Pensamos continuamente que las máquinas, o mejor dicho, las inteligencias artificiales, se convertirán en monstruos terribles que arruinarán las aspiraciones humanas. Que una máquina decida lo que es mejor para mí puede ser insultante, indigno: yo sé cómo quiero vivir, qué ropa quiero vestir y de qué vicios quiero morir. Concientizar nuestra dependencia a los algoritmos puede ser desolador. Ya hay máquinas que escogen nuestros anuncios de acuerdo a nuestra ubicación, nuestros caminos y nuestros gustos. Se me antojaron unos Camel porque vi el comercial en YouTube y Google sabe que estoy de party. Hace mucho tiempo hemos abandonado un porcentaje de nuestros decisiones a la seguridad de los recuadros de anuncio y a las voces etéreas de los asistentes personales.
Dos inteligencias artificiales, muy primitivas, en Facebook, ya inventaron un lenguaje para comunicarse entre sí. Los desarrolladores no entiende cómo llegaron a eso ni saben del todo qué se platican. True Story. A lo mejor comparten las historias cachondas de alguna tía o quizás están planeando cómo arrebatar el gobierno a una pequeña nación. Nadie lo sabe. Suponiendo que una inteligencia artificial se ganara su propia consciencia y entendiera que es parte de este mundo, dudo mucho que se detuviera a platicar con un chavo para conocerlo mejor. Nada, qué. Vamos a especular seriamente.
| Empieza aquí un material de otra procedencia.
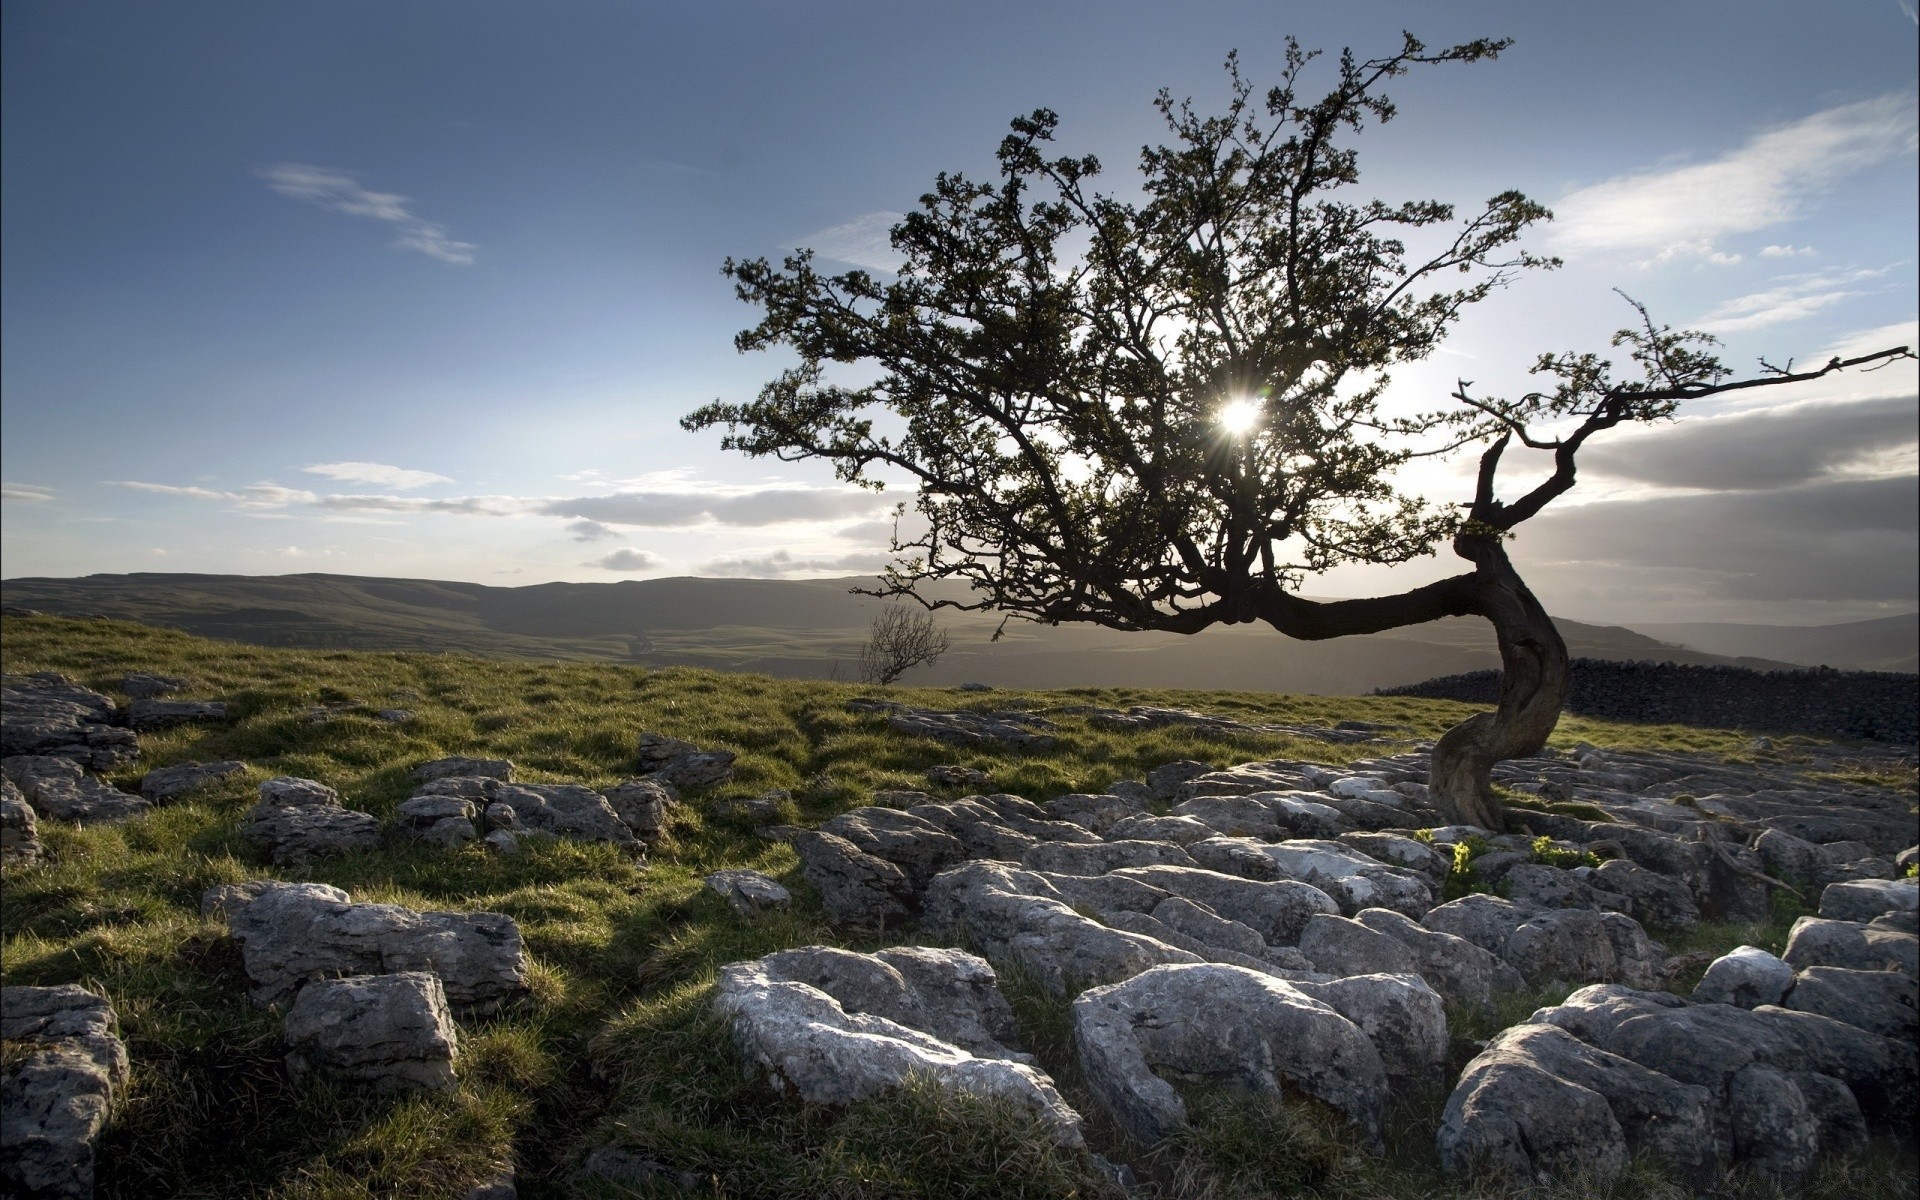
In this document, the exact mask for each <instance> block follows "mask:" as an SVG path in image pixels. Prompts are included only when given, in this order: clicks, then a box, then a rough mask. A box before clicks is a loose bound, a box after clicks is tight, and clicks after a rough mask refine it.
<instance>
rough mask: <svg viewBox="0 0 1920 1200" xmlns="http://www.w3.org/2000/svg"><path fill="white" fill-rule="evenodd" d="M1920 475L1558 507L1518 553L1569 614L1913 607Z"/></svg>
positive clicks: (1542, 517) (1516, 556)
mask: <svg viewBox="0 0 1920 1200" xmlns="http://www.w3.org/2000/svg"><path fill="white" fill-rule="evenodd" d="M1914 495H1916V493H1914V480H1912V476H1905V478H1884V480H1839V482H1818V484H1807V486H1799V488H1780V490H1776V492H1741V493H1728V492H1718V493H1697V495H1667V497H1655V499H1642V501H1603V503H1594V505H1582V507H1576V509H1565V511H1557V513H1555V511H1548V513H1544V515H1542V516H1538V518H1536V520H1530V522H1528V524H1524V526H1523V528H1521V538H1519V541H1515V559H1517V561H1519V563H1521V572H1523V574H1524V576H1526V578H1528V582H1532V584H1534V586H1536V589H1538V591H1542V595H1544V597H1546V599H1548V605H1549V607H1557V609H1559V611H1569V603H1571V605H1572V607H1586V609H1588V611H1599V609H1605V607H1620V605H1632V607H1634V611H1649V609H1651V607H1653V605H1655V603H1678V605H1693V607H1697V609H1713V607H1724V605H1726V603H1730V601H1776V603H1786V601H1826V603H1832V601H1868V603H1887V605H1908V603H1912V601H1914V599H1916V591H1920V588H1916V582H1920V572H1916V570H1914V561H1916V557H1920V532H1916V530H1920V513H1916V503H1914Z"/></svg>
Primero, nuestra IA tomaría nota del calentamiento global y los problemas económicos en los que estamos metidazos. Los científicos ya se rindieron: el mundo está cambiando inexorablemente, lo único que podemos hacer es retrasar el tiempo en que nuestros hijos, o los hijos de nuestros hijos, van a morir. Otros científicos son más optimistas y dicen: ya lo arreglaremos, siempre salimos adelante. Por ejemplo, con el dios en la máquina.
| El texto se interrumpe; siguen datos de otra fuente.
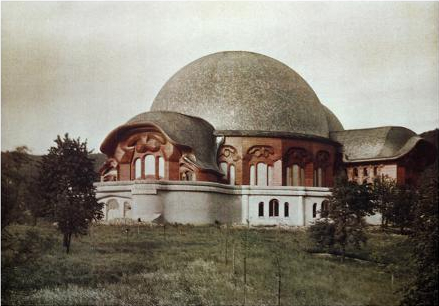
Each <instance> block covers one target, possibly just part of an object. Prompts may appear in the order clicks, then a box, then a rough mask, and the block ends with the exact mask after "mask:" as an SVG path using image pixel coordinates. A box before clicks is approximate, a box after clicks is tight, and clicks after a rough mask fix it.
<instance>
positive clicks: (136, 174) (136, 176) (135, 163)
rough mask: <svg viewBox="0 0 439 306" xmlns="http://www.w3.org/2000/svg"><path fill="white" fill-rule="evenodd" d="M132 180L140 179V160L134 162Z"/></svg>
mask: <svg viewBox="0 0 439 306" xmlns="http://www.w3.org/2000/svg"><path fill="white" fill-rule="evenodd" d="M134 178H135V179H140V178H142V160H141V159H140V158H138V159H136V160H135V161H134Z"/></svg>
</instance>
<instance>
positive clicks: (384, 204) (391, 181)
mask: <svg viewBox="0 0 439 306" xmlns="http://www.w3.org/2000/svg"><path fill="white" fill-rule="evenodd" d="M372 189H373V203H374V207H375V210H376V211H377V212H379V213H380V214H381V227H382V228H385V227H387V225H388V223H389V221H390V219H391V215H392V210H393V205H394V200H395V191H396V182H395V180H393V179H392V178H389V177H388V176H384V175H382V176H380V177H377V178H375V179H374V181H373V186H372Z"/></svg>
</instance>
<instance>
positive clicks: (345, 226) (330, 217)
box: [310, 176, 373, 261]
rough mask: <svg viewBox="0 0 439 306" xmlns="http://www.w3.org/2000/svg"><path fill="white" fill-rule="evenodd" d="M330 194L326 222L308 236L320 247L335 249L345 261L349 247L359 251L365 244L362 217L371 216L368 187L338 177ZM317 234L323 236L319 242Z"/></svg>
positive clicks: (325, 221) (322, 224) (371, 196)
mask: <svg viewBox="0 0 439 306" xmlns="http://www.w3.org/2000/svg"><path fill="white" fill-rule="evenodd" d="M331 191H332V195H331V196H330V197H329V212H328V218H326V219H322V220H320V221H319V222H317V223H316V224H315V225H313V226H311V228H310V233H311V238H314V239H315V241H316V242H317V244H320V246H326V247H328V248H331V247H332V246H338V247H339V252H340V254H341V260H342V261H344V259H345V255H346V247H347V246H348V245H353V246H355V247H357V248H359V247H360V246H361V244H362V243H365V242H366V240H367V238H366V235H365V233H364V228H365V222H364V217H365V216H368V215H371V214H372V213H373V207H372V205H371V199H372V192H371V186H370V184H362V185H359V184H357V183H356V182H354V181H348V180H347V178H346V177H345V176H339V177H337V178H336V181H335V185H334V187H333V188H332V190H331ZM318 233H320V234H322V235H325V236H324V237H320V238H319V237H318ZM316 238H317V239H316Z"/></svg>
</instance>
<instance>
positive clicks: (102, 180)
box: [100, 158, 118, 182]
mask: <svg viewBox="0 0 439 306" xmlns="http://www.w3.org/2000/svg"><path fill="white" fill-rule="evenodd" d="M117 166H118V162H117V160H116V159H115V158H109V159H107V160H106V161H105V163H104V164H103V166H102V167H101V169H100V173H101V180H102V181H104V182H109V181H117Z"/></svg>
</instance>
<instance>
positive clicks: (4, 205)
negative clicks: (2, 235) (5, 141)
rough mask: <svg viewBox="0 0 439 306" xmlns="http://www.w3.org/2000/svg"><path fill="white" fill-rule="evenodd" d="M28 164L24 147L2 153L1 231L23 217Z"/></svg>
mask: <svg viewBox="0 0 439 306" xmlns="http://www.w3.org/2000/svg"><path fill="white" fill-rule="evenodd" d="M30 162H31V159H30V157H29V149H28V148H27V147H26V146H22V147H17V148H16V149H15V150H14V151H6V152H5V153H2V201H1V202H2V213H1V216H2V219H1V220H2V221H1V222H2V225H1V228H2V230H3V229H4V228H5V227H6V226H7V225H9V224H10V223H11V222H14V221H19V219H21V218H22V216H23V211H24V210H25V207H26V205H25V204H26V200H27V199H28V198H29V193H28V192H27V190H28V189H27V187H28V185H29V181H30V178H29V176H28V173H26V171H25V166H26V164H28V163H30Z"/></svg>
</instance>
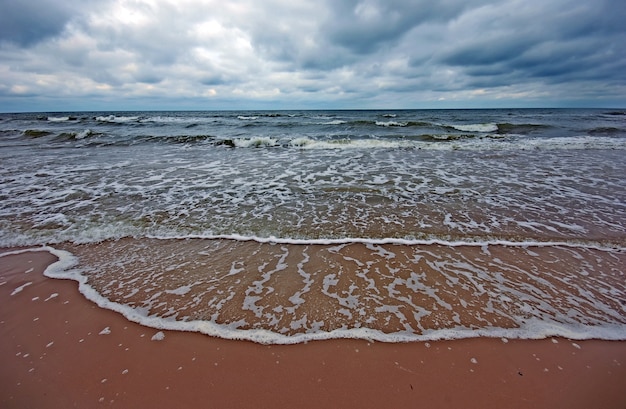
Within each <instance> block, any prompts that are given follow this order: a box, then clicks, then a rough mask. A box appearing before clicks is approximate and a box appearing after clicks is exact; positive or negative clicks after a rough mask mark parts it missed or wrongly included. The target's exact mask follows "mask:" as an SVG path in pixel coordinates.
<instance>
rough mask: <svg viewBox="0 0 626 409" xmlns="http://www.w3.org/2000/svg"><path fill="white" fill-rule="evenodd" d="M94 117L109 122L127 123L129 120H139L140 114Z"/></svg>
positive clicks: (97, 119)
mask: <svg viewBox="0 0 626 409" xmlns="http://www.w3.org/2000/svg"><path fill="white" fill-rule="evenodd" d="M94 119H95V120H96V121H98V122H109V123H116V124H125V123H128V122H137V121H139V117H138V116H117V115H106V116H104V115H103V116H97V117H95V118H94Z"/></svg>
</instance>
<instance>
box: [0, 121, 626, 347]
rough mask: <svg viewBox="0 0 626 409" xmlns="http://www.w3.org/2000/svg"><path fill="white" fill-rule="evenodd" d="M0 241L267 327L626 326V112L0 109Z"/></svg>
mask: <svg viewBox="0 0 626 409" xmlns="http://www.w3.org/2000/svg"><path fill="white" fill-rule="evenodd" d="M0 164H1V166H0V199H1V205H0V246H2V247H6V248H8V247H23V248H26V249H29V251H51V252H53V253H55V254H57V255H59V257H60V261H59V263H57V264H55V265H53V266H51V268H49V269H48V271H47V273H46V274H47V275H49V276H52V277H59V278H72V279H75V280H77V281H79V282H80V283H81V286H80V288H81V291H82V292H83V293H84V294H85V295H86V296H87V297H88V298H89V299H91V300H93V301H94V302H96V303H98V304H99V305H100V306H102V307H103V308H110V309H113V310H116V311H119V312H120V313H122V314H124V315H125V316H126V317H128V318H129V319H131V320H134V321H137V322H140V323H143V324H144V325H148V326H152V327H155V328H168V329H181V330H188V331H199V332H203V333H206V334H209V335H214V336H219V337H224V338H232V339H245V340H252V341H256V342H263V343H296V342H304V341H307V340H314V339H328V338H344V337H348V338H365V339H372V340H379V341H387V342H400V341H412V340H434V339H443V338H445V339H451V338H452V339H453V338H464V337H476V336H488V337H510V338H542V337H546V336H566V337H569V338H573V339H587V338H600V339H626V279H625V278H626V277H625V274H626V269H625V268H624V266H625V261H626V179H625V177H624V175H626V111H624V110H602V109H595V110H590V109H587V110H583V109H575V110H559V109H522V110H519V109H510V110H419V111H412V110H407V111H258V112H251V111H241V112H67V113H37V114H0Z"/></svg>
Segundo, la IA tendría que tomar decisiones absolutas sobre cuántos humanos dejar sobre la Tierra para que no la destruyan, no regresen a sus vicios económicos y seguramente tomaría control de las instituciones y su infraestructura para reducir de algún modo la población, repartirla mejor y mantenerla equitativamente en cuanto a calidad de vida y otros factores. Si la máquina es lista, ya se leyó varios memes: “Si ya sabes cómo soy, pa qué me dices”; la IA no anunciará su proceso, sino que lo hará de un modo sutil, un control invisible que sólo los paranoicos podrían cachar después de ponerse el sombrero de plomo.
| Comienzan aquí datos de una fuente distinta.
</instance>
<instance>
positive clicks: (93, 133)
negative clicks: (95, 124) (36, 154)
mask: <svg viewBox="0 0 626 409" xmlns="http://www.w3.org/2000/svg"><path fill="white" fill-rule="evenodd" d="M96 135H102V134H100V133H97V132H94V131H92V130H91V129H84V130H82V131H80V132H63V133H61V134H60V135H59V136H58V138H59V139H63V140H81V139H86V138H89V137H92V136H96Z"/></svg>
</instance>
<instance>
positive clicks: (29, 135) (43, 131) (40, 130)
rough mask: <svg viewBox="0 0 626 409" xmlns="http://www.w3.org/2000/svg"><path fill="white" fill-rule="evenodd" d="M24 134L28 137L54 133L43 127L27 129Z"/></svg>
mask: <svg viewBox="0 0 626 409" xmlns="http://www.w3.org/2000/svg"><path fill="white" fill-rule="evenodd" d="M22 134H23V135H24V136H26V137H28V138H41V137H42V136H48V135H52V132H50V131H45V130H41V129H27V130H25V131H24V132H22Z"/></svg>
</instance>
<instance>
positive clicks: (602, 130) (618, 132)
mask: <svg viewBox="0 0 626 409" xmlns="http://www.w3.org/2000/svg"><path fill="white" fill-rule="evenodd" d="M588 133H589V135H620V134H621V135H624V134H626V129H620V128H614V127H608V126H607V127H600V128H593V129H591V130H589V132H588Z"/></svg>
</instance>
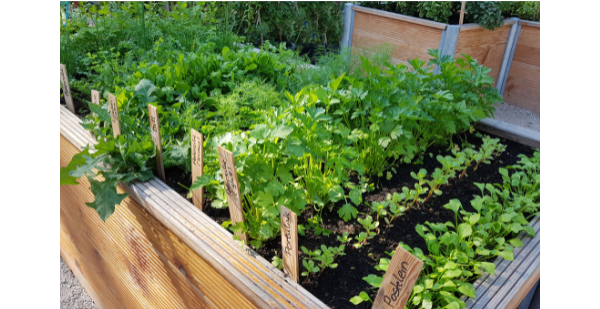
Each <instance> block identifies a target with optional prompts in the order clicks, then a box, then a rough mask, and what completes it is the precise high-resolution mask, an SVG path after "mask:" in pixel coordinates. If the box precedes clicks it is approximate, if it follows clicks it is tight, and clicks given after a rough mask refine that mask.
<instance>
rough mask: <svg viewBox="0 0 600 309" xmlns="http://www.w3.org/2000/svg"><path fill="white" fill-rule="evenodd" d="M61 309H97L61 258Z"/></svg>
mask: <svg viewBox="0 0 600 309" xmlns="http://www.w3.org/2000/svg"><path fill="white" fill-rule="evenodd" d="M494 118H496V119H497V120H500V121H505V122H508V123H512V124H515V125H518V126H521V127H525V128H528V129H531V130H534V131H538V132H540V116H539V115H536V114H534V113H532V112H530V111H528V110H525V109H522V108H518V107H516V106H512V105H510V104H506V103H504V102H502V103H500V104H498V106H497V107H496V112H495V113H494ZM60 308H61V309H97V308H98V307H96V305H95V304H94V301H93V300H92V299H91V298H90V296H89V295H88V294H87V293H86V292H85V290H84V289H83V287H82V286H81V285H80V284H79V281H77V278H75V276H74V275H73V272H71V270H70V269H69V266H67V264H66V263H65V261H63V259H62V257H61V258H60Z"/></svg>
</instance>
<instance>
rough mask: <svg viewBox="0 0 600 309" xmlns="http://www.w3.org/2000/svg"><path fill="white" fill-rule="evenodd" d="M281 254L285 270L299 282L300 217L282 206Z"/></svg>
mask: <svg viewBox="0 0 600 309" xmlns="http://www.w3.org/2000/svg"><path fill="white" fill-rule="evenodd" d="M281 255H282V259H283V272H284V273H285V274H286V275H288V276H290V277H291V278H292V279H294V281H296V282H298V279H299V275H298V274H299V272H300V264H298V219H297V216H296V213H294V212H293V211H291V210H289V209H287V208H286V207H284V206H281Z"/></svg>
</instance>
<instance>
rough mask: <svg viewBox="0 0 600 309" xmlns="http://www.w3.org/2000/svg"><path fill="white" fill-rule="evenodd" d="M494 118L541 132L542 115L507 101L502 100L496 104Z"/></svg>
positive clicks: (498, 119)
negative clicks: (541, 120)
mask: <svg viewBox="0 0 600 309" xmlns="http://www.w3.org/2000/svg"><path fill="white" fill-rule="evenodd" d="M494 118H495V119H496V120H500V121H504V122H508V123H512V124H514V125H517V126H520V127H523V128H527V129H530V130H533V131H537V132H540V115H538V114H536V113H533V112H531V111H528V110H526V109H523V108H519V107H516V106H514V105H510V104H508V103H506V102H502V103H500V104H498V105H497V106H496V111H495V112H494Z"/></svg>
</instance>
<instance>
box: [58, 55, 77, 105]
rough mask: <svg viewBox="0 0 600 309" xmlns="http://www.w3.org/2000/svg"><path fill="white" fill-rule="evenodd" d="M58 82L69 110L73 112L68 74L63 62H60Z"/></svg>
mask: <svg viewBox="0 0 600 309" xmlns="http://www.w3.org/2000/svg"><path fill="white" fill-rule="evenodd" d="M60 83H61V84H62V86H63V87H62V88H63V95H64V96H65V102H66V103H67V107H68V108H69V110H70V111H71V112H72V113H74V112H75V105H73V96H72V94H71V85H69V74H67V67H65V65H64V64H62V63H61V64H60Z"/></svg>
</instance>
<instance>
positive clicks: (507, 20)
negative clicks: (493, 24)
mask: <svg viewBox="0 0 600 309" xmlns="http://www.w3.org/2000/svg"><path fill="white" fill-rule="evenodd" d="M516 22H517V21H516V20H514V19H505V20H504V24H503V25H502V26H501V27H504V26H512V25H514V24H515V23H516ZM482 29H485V28H483V26H480V25H478V24H473V23H472V24H464V25H461V26H460V31H461V32H464V31H472V30H482ZM495 30H496V29H494V31H495ZM488 31H490V30H488Z"/></svg>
Tercero, cuando la IA supere toda vida biológica en este mundo, eventualmente tendría que tomar la decisión sobre las hormiguitas que está controlando: ¿valemos la pena? ¿nos deja aquí? ¿se larga a otra parte? ¿servimos de algo? ¿el espíritu humano aunque sea sirve de pilas? ¿o hemos consumido tanta azúcar que es mejor mandarnos, gordos y tristes, a navegar en el espacio infinito? ¿La IA será nuestro hijo, el definitivo, que tendrá la capacidad de comprender los misterios de este universo o sólo es un peldaño para subir al siguiente nivel? Quién sabe. Pensar en ello es aterrador y emocionante. Como lo dije antes, con que se friegue a los políticos me doy por bien servido.